With his career hitting a glorious high by the mid sixties, Roy Orbison’s personal life paradoxically encountered an escalating series of catastrophes. In November 1964, the singer divorced Claudette Frady, whom he had learned was having an affair with their builder. Eighteen months later, Orbison remarried her, but the reunion was brief. The couple had long been motorcycle enthusiasts and, the star attraction at a Tennessee drag race meet, Orbison was left in shock when Claudette died in a collision with a truck.
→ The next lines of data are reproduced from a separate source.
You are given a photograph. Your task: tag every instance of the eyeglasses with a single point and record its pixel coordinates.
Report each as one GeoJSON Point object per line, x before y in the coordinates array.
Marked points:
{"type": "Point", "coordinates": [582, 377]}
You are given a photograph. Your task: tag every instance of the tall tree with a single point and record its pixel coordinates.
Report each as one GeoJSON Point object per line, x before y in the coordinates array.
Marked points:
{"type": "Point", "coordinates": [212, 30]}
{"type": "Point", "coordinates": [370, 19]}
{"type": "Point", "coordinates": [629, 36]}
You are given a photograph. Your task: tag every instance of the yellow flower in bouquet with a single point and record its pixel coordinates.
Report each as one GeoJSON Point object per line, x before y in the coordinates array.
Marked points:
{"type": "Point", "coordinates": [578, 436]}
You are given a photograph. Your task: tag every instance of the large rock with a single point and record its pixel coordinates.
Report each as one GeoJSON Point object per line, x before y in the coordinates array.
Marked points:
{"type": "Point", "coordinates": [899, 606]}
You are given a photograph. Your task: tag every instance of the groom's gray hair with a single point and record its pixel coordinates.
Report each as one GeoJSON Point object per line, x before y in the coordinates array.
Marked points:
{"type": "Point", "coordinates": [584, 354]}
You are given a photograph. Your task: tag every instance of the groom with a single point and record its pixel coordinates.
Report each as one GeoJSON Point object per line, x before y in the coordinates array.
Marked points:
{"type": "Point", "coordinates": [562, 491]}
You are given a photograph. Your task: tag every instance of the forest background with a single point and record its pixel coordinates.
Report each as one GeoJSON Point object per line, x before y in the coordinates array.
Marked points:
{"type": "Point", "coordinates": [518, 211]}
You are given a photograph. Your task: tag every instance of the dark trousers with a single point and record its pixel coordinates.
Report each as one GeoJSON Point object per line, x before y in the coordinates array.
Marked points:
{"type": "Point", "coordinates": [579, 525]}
His ‘Too Soon to Know’ (1966), written as a tribute, subsequently became a big UK hit, though it strangely failed to sell in the US (presaging something of a downturn in his commercial fortunes). In 1968, when Orbison had just about come to terms with his grief, he was called home from a European tour: an explosion at the family home in Hendersonville, Tennessee had started a fire that killed two of his three sons; his older brother Grady Lee Orbison then died in a vehicle crash on the way to a Thanksgiving dinner with the singer in 1973. Somehow, Orbison managed to overcome such extreme personal loss, remarrying (German Barbara Wellhoner Jakobs – who died in December 2011) and finding a new audience in the eighties as his records (and those with hoary supergroup The Traveling Wilburys – with Bob Dylan, George Harrison, Jeff Lynne and Tom Petty) began to shift units again. It was a welcome relief after a decade that had seen the singer play to audiences of fewer than 150 (and undergo triple heart-bypass surgery) By now, though, Orbison had received accolades from almost all of his peers, and befriended younger artists like Elvis Costello, Bruce Springsteen and kd lang, and was inducted into the Rock ‘n’ Roll Hall Fame in a 1987 ceremony.